Der Staatsanwalt beschuldigt die Schweizerin der versuchten schweren Körperverletzung. Die Beschuldigte habe mit ihrem Tun beabsichtigt, die Geschädigte zu verletzen. Angesichts des Alters der Frau und der Heftigkeit des Stosses habe sie mit schweren, gar lebensgefährlichen Verletzungen namentlich am Kopf rechnen müssen, heisst es in der Anklageschrift.

Am Vormittag des 23. Mai 2018 standen die beiden Frauen an einer Bushaltestelle im Aussenquartier Zürich-Affoltern. Laut Anklageschrift versetzte die junge Frau der 79-Jährigen einen heftigen Stoss, sodass die Rentnerin stürzte und mit Knien und Kopf auf dem Boden aufschlug. Sie erlitt Verletzungen an Mund, Kinn und Knien.
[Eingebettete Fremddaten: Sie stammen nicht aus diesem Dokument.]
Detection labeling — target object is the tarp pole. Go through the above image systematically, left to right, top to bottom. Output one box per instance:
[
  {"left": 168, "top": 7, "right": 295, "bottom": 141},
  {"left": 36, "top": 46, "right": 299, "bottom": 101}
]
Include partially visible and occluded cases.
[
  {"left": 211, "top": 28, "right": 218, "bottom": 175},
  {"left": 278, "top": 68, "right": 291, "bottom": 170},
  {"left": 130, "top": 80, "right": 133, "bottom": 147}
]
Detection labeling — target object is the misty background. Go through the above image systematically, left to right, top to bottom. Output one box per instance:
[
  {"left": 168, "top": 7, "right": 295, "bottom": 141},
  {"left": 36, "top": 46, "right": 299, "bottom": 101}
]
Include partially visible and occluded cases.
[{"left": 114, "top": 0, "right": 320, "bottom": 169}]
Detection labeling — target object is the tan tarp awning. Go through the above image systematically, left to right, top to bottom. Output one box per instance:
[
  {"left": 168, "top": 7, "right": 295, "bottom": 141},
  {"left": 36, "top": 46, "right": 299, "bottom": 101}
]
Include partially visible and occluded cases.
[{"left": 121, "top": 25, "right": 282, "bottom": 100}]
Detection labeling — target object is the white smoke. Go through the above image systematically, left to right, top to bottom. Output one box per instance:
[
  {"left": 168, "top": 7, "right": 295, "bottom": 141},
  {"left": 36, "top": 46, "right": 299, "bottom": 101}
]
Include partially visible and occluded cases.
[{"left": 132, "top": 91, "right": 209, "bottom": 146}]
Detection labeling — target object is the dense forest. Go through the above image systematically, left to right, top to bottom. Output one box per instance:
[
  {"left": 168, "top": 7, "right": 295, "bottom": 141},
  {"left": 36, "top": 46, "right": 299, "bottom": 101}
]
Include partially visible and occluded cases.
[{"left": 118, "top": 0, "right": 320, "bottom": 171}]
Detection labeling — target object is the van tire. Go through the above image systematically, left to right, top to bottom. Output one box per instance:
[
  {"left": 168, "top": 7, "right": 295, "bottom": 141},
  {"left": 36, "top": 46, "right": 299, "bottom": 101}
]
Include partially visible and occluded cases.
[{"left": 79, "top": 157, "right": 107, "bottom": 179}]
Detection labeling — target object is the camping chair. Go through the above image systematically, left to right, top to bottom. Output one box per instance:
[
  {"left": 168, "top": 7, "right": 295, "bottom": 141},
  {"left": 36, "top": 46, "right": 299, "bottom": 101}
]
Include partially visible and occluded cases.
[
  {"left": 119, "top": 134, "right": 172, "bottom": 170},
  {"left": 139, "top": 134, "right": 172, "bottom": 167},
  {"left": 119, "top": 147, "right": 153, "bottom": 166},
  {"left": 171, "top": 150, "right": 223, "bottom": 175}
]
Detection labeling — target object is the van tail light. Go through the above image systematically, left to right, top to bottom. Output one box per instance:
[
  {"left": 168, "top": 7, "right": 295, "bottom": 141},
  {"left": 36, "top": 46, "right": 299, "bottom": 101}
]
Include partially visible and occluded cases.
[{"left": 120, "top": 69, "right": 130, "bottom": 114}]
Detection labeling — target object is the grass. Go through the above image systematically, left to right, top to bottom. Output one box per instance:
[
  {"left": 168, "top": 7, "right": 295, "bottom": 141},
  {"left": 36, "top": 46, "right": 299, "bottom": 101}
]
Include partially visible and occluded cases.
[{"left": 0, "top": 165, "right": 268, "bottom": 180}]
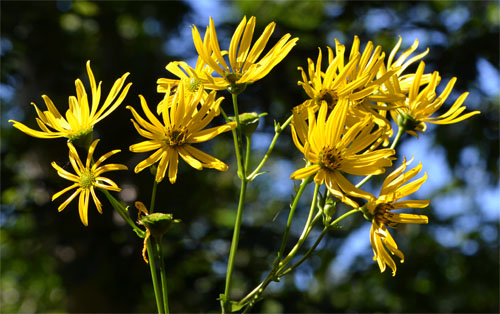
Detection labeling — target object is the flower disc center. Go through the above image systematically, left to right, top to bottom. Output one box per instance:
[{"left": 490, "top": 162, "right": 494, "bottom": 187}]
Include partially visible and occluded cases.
[
  {"left": 165, "top": 128, "right": 187, "bottom": 147},
  {"left": 321, "top": 148, "right": 342, "bottom": 170},
  {"left": 80, "top": 170, "right": 95, "bottom": 189}
]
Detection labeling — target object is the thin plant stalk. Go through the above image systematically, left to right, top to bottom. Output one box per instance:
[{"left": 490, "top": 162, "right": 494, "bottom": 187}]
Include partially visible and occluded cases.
[
  {"left": 221, "top": 94, "right": 250, "bottom": 313},
  {"left": 247, "top": 115, "right": 293, "bottom": 181},
  {"left": 356, "top": 127, "right": 405, "bottom": 188},
  {"left": 156, "top": 237, "right": 170, "bottom": 314},
  {"left": 147, "top": 238, "right": 165, "bottom": 314}
]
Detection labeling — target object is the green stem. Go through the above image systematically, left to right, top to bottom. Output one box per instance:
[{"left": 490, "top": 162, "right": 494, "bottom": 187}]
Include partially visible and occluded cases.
[
  {"left": 221, "top": 94, "right": 250, "bottom": 313},
  {"left": 232, "top": 94, "right": 246, "bottom": 175},
  {"left": 220, "top": 108, "right": 243, "bottom": 179},
  {"left": 247, "top": 114, "right": 293, "bottom": 181},
  {"left": 356, "top": 127, "right": 405, "bottom": 188},
  {"left": 245, "top": 135, "right": 252, "bottom": 173},
  {"left": 238, "top": 176, "right": 314, "bottom": 313},
  {"left": 278, "top": 176, "right": 315, "bottom": 260},
  {"left": 149, "top": 179, "right": 158, "bottom": 214},
  {"left": 99, "top": 189, "right": 146, "bottom": 238},
  {"left": 238, "top": 209, "right": 360, "bottom": 313},
  {"left": 278, "top": 209, "right": 360, "bottom": 277},
  {"left": 278, "top": 212, "right": 322, "bottom": 271},
  {"left": 278, "top": 227, "right": 328, "bottom": 277},
  {"left": 147, "top": 238, "right": 164, "bottom": 314},
  {"left": 156, "top": 238, "right": 170, "bottom": 314}
]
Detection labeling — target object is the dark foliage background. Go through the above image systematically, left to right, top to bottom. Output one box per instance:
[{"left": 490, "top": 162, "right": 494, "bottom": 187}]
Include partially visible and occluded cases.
[{"left": 0, "top": 0, "right": 500, "bottom": 313}]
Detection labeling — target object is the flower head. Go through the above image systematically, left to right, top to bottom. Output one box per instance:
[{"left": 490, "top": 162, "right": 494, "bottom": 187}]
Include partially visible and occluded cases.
[
  {"left": 192, "top": 16, "right": 298, "bottom": 93},
  {"left": 156, "top": 28, "right": 218, "bottom": 93},
  {"left": 298, "top": 36, "right": 402, "bottom": 114},
  {"left": 9, "top": 61, "right": 132, "bottom": 142},
  {"left": 391, "top": 61, "right": 480, "bottom": 136},
  {"left": 127, "top": 83, "right": 236, "bottom": 184},
  {"left": 290, "top": 98, "right": 394, "bottom": 207},
  {"left": 52, "top": 139, "right": 127, "bottom": 226},
  {"left": 367, "top": 159, "right": 429, "bottom": 276},
  {"left": 135, "top": 202, "right": 181, "bottom": 264}
]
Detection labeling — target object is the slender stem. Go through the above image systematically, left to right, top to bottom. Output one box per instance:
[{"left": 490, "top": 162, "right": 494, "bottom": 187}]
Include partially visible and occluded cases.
[
  {"left": 221, "top": 94, "right": 250, "bottom": 313},
  {"left": 232, "top": 94, "right": 246, "bottom": 175},
  {"left": 220, "top": 108, "right": 243, "bottom": 179},
  {"left": 247, "top": 115, "right": 293, "bottom": 181},
  {"left": 356, "top": 127, "right": 405, "bottom": 188},
  {"left": 390, "top": 127, "right": 405, "bottom": 149},
  {"left": 245, "top": 135, "right": 252, "bottom": 173},
  {"left": 238, "top": 176, "right": 319, "bottom": 313},
  {"left": 278, "top": 176, "right": 315, "bottom": 260},
  {"left": 149, "top": 179, "right": 158, "bottom": 214},
  {"left": 99, "top": 189, "right": 146, "bottom": 238},
  {"left": 330, "top": 208, "right": 361, "bottom": 227},
  {"left": 238, "top": 209, "right": 361, "bottom": 313},
  {"left": 278, "top": 209, "right": 360, "bottom": 277},
  {"left": 279, "top": 211, "right": 322, "bottom": 270},
  {"left": 278, "top": 227, "right": 328, "bottom": 277},
  {"left": 147, "top": 238, "right": 164, "bottom": 314},
  {"left": 155, "top": 238, "right": 170, "bottom": 314}
]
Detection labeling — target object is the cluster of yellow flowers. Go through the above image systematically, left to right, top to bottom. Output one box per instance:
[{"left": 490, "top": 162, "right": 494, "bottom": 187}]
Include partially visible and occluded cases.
[
  {"left": 12, "top": 17, "right": 479, "bottom": 274},
  {"left": 291, "top": 36, "right": 479, "bottom": 275}
]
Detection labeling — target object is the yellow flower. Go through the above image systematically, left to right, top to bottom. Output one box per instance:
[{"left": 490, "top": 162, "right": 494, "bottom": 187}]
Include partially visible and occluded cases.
[
  {"left": 192, "top": 16, "right": 298, "bottom": 93},
  {"left": 156, "top": 28, "right": 218, "bottom": 93},
  {"left": 298, "top": 36, "right": 404, "bottom": 111},
  {"left": 9, "top": 61, "right": 132, "bottom": 142},
  {"left": 391, "top": 61, "right": 480, "bottom": 136},
  {"left": 127, "top": 82, "right": 236, "bottom": 183},
  {"left": 291, "top": 99, "right": 394, "bottom": 207},
  {"left": 52, "top": 139, "right": 127, "bottom": 226},
  {"left": 367, "top": 159, "right": 429, "bottom": 276},
  {"left": 135, "top": 202, "right": 181, "bottom": 264}
]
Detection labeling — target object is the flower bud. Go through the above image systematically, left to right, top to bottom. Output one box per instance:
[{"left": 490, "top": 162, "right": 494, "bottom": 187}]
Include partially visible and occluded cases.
[
  {"left": 239, "top": 112, "right": 265, "bottom": 136},
  {"left": 139, "top": 213, "right": 180, "bottom": 238}
]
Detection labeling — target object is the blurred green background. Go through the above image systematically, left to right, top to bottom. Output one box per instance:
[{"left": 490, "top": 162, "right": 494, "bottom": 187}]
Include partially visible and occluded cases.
[{"left": 0, "top": 0, "right": 500, "bottom": 313}]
Der Ankläger fordert eine zweijährige Freiheitsstrafe. Zudem soll die Frau in eine psychiatrische Klinik eingewiesen werden. Die Massnahme wird auch Kleine Verwahrung genannt, weil der Zeitpunkt der Entlassung nicht feststeht, sondern vom Behandlungserfolg abhängt. Die Frau ist seit über einem Jahr in Haft.